Additional Loss-Making Entities
Several other SOEs also contributed to the financial drain in FY2024-25:
- Pakistan Telecommunication Company Limited (PTCL): Posted Rs7.2 billion in losses, with accumulated losses of Rs43.6 billion.
- Pakistan Post: Recorded a Rs6.3 billion loss, accumulating Rs93.1 billion in total losses.
- Utility Stores Corporation: Lost Rs4.1 billion, with accumulated losses of Rs15.5 billion.
Power Generation Sector’s Financial Challenges
Power generation companies also faced substantial losses, notably the GENCOs (I-IV):
- GENCO-II (Guddu): Rs3.8 billion loss
- GENCO-III (Muzaffargarh): Rs3.1 billion loss
- GENCO-I (Jamshoro): Rs1.3 billion loss
The Neelum Jhelum Hydro Power Company reported a loss of Rs2.3 billion and has accumulated Rs58.2 billion in deficits.
Aggregate Financial Picture
“All other” loss-making SOEs added Rs2.7 billion to losses, collectively accumulating Rs1,285.96 billion in deficits. The total accumulated losses of more than 15 major state-owned entities amounted to Rs5,893.2 billion, pointing to systemic financial inefficiencies requiring urgent corrective actions.
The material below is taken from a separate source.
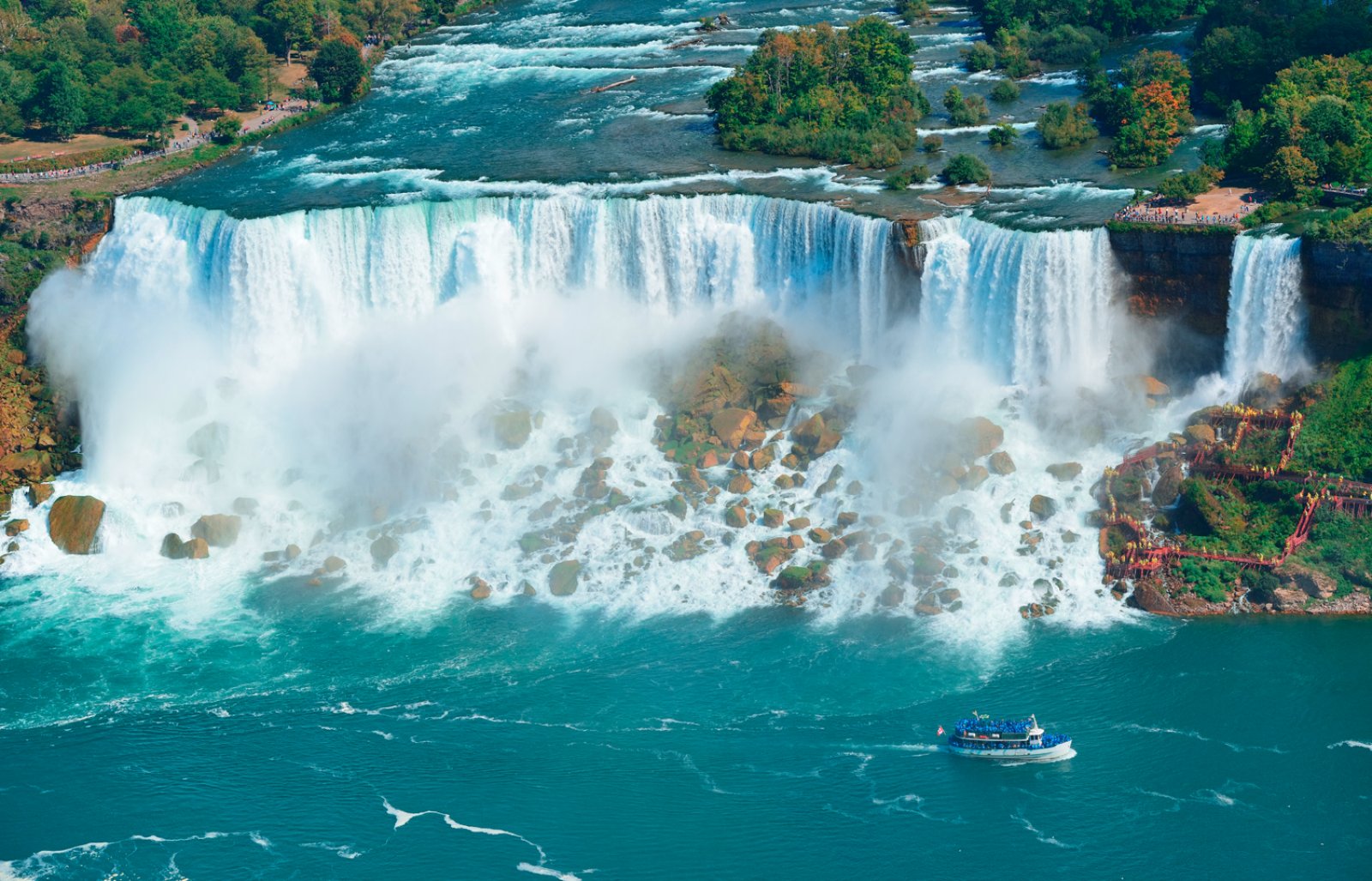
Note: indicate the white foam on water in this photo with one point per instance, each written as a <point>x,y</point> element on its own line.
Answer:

Government and Cabinet Committee Review
A meeting of the Cabinet Committee on State-Owned Enterprises (CCoSOEs), chaired by Federal Finance Minister Senator Muhammad Aurangzeb, was held recently to review the comprehensive Annual Consolidated Performance Report for FY2024-25. This report, prepared by the Central Monitoring Unit (CMU) of the Finance Division, provided a detailed evaluation of SOEs’ financial and operational conditions, government support, debt profiles, and governance frameworks.
Key Insights from the Report
- Aggregate revenue from SOEs was approximately Rs12.4 trillion for FY2024-25.
- Profitable SOEs saw a 13% decline in collective profits, falling from Rs820.7 billion to Rs709.9 billion, largely due to reduced margins in the oil sector following lower global prices.
- Losses among loss-making SOEs slightly improved, decreasing by around 2% to Rs832.8 billion.
- Government support increased to Rs2,078 billion, primarily fueled by higher equity injections aimed at reducing circular debt.
- Meanwhile, inflows from SOEs to the government rose to Rs2,119 billion, boosted by dividend payments, tax receipts, and interest income.
- Total SOE debt climbed to Rs9.57 trillion, comprising cash development loans, foreign re-lent loans, bank borrowings, and accrued interest obligations.
Outlook and Recommendations
The findings emphasize the critical need for structural reforms and robust turnaround strategies in SOEs to curb mounting losses and enhance operational efficiency. The Cabinet Committee continues to monitor progress and advocate for improved governance to restore fiscal health in these vital public sector entities.